Is the correct word pair, and

5. The method for generating image captions based on a multi-granular incentive mechanism and a multi-attention fusion network according to claim 1, wherein the specific process of S4 is as follows:

the multi-attention fusion network based on the multi-granularity reward mechanism comprises a multi-attention fusion model (HAF), a reevaluation network (REN) and a Retrieval Network (RN).

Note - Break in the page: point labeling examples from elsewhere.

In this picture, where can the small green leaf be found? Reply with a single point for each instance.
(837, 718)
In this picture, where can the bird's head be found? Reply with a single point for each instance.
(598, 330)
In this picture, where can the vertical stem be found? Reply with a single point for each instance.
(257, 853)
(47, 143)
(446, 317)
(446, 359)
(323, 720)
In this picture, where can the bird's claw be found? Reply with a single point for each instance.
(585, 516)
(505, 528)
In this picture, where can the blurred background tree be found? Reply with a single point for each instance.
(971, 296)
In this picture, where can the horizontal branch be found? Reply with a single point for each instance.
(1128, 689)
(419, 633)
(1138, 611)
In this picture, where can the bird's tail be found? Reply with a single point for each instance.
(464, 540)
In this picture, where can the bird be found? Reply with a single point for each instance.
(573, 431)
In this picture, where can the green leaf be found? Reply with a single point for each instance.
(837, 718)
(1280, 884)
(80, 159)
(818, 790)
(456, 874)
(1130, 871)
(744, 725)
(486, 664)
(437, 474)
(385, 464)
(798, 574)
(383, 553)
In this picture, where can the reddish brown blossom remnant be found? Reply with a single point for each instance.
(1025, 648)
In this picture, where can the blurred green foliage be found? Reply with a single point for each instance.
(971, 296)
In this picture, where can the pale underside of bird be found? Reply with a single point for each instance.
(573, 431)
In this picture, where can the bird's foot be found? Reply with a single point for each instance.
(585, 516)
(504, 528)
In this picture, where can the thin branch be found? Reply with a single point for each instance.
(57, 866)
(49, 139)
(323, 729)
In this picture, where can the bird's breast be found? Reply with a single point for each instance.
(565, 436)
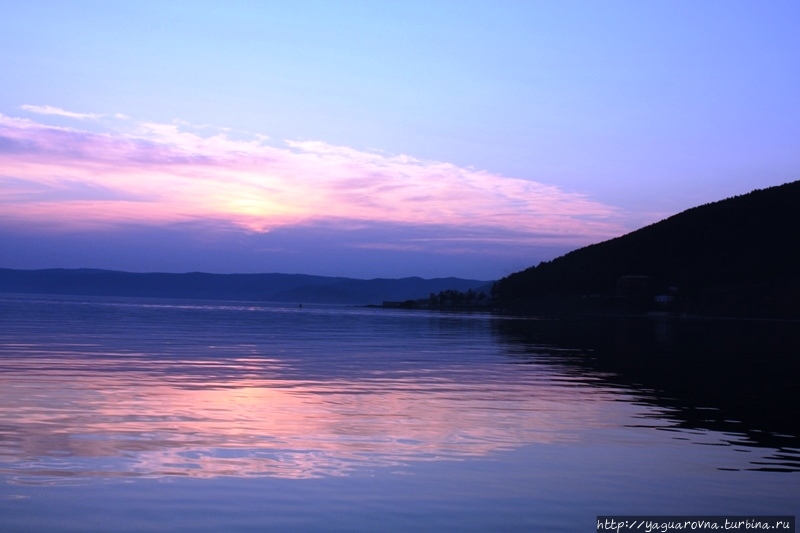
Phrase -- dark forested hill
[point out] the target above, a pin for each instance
(260, 287)
(735, 257)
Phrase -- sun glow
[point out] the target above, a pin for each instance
(160, 174)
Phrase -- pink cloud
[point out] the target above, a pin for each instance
(164, 173)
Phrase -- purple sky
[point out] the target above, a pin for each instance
(383, 139)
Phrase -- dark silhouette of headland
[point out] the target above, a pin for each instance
(290, 288)
(738, 257)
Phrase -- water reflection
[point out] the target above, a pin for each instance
(101, 388)
(716, 383)
(206, 391)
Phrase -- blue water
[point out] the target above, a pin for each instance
(163, 415)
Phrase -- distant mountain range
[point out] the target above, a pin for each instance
(736, 257)
(295, 288)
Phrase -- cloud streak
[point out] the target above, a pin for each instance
(50, 110)
(157, 174)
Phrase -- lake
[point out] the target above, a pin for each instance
(163, 415)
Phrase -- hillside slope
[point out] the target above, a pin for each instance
(735, 257)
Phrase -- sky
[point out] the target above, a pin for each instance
(379, 138)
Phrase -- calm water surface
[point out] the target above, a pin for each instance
(136, 415)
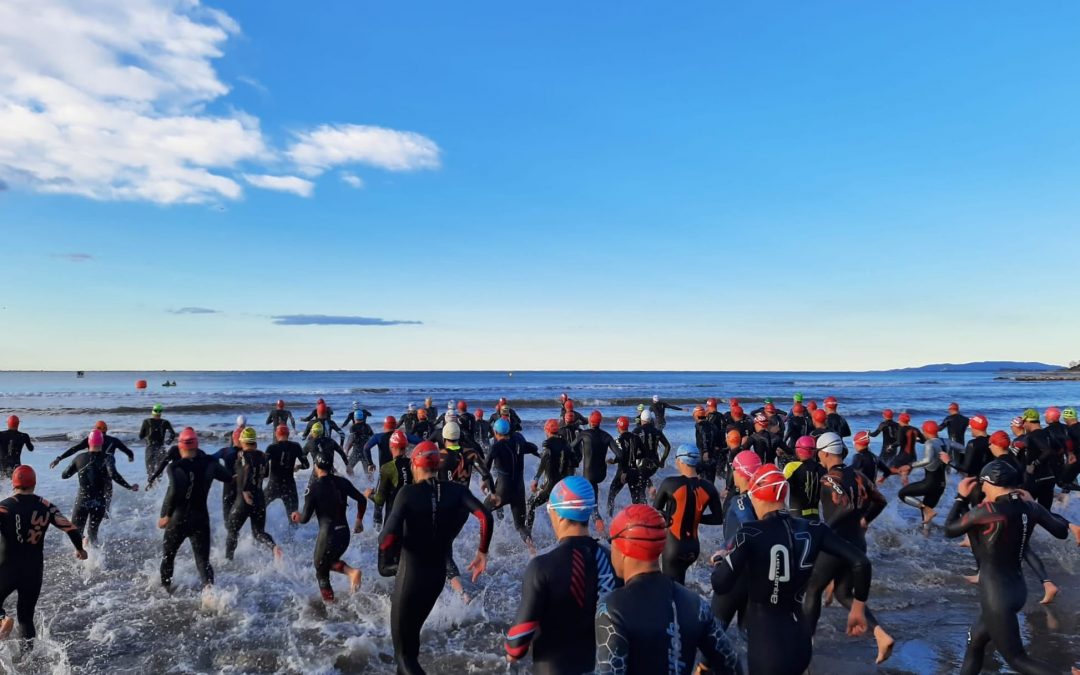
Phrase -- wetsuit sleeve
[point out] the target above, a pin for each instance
(714, 644)
(483, 514)
(856, 561)
(59, 522)
(612, 648)
(529, 611)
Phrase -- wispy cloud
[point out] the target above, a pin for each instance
(193, 310)
(282, 184)
(326, 320)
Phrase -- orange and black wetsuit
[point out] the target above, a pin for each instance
(684, 500)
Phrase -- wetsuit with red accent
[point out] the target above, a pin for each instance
(775, 556)
(24, 520)
(847, 499)
(559, 592)
(999, 532)
(684, 501)
(414, 545)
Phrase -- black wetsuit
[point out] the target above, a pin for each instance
(739, 511)
(777, 556)
(185, 505)
(12, 442)
(251, 469)
(847, 498)
(593, 445)
(999, 532)
(281, 483)
(416, 541)
(96, 473)
(630, 454)
(327, 498)
(158, 433)
(556, 615)
(684, 501)
(557, 461)
(956, 426)
(655, 624)
(505, 463)
(24, 520)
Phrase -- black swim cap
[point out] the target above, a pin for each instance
(1001, 474)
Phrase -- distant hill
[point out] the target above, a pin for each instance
(982, 366)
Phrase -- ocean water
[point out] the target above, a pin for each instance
(110, 616)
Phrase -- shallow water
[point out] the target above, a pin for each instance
(109, 615)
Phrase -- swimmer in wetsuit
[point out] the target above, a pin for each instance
(684, 500)
(184, 513)
(999, 531)
(96, 473)
(653, 624)
(327, 498)
(561, 589)
(415, 542)
(24, 518)
(774, 554)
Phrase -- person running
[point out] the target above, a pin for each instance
(12, 442)
(184, 513)
(561, 589)
(630, 451)
(95, 475)
(999, 530)
(282, 457)
(849, 503)
(158, 433)
(593, 445)
(415, 543)
(955, 423)
(327, 498)
(393, 475)
(653, 624)
(804, 476)
(738, 511)
(557, 461)
(889, 430)
(251, 503)
(279, 416)
(505, 466)
(659, 409)
(684, 500)
(774, 555)
(24, 518)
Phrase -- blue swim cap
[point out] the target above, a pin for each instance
(688, 455)
(572, 498)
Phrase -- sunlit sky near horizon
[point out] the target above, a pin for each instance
(563, 186)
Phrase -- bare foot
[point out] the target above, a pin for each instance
(885, 644)
(1050, 592)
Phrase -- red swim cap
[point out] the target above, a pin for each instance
(768, 484)
(639, 532)
(24, 478)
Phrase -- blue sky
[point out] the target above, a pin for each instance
(567, 186)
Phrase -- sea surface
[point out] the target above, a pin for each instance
(109, 615)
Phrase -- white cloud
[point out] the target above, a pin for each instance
(282, 184)
(332, 145)
(108, 99)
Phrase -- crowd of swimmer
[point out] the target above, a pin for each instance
(794, 507)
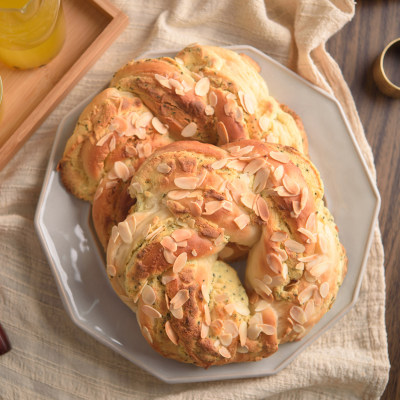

6. The method for generating image captions based on a multi-granular incentive mechanism and a multi-attention fusion network according to claim 1, wherein the specific process of S5 is as follows:

the training and training method of the multi-attention fusion network based on the multi-granularity reward mechanism comprises the following steps:

In the word-level reward training phase, the image subtitle model trains the CIDER reward of 20 iteration cycles and the reward level reward of 10 iteration cycles in advance. In sentence-level reward training, RN trains 10 iteration cycles in advance with different real labels per img, where word embedding and LSTM hidden sizes are set to 512 and joint embedding size is set to 1024, and the hyper-parameter edge α is set to 0.2. In addition, the subtitle model for baseline (b) was trained using cross entropy for 30 epochs, with the iteration period for sentence-level reward training set to 30.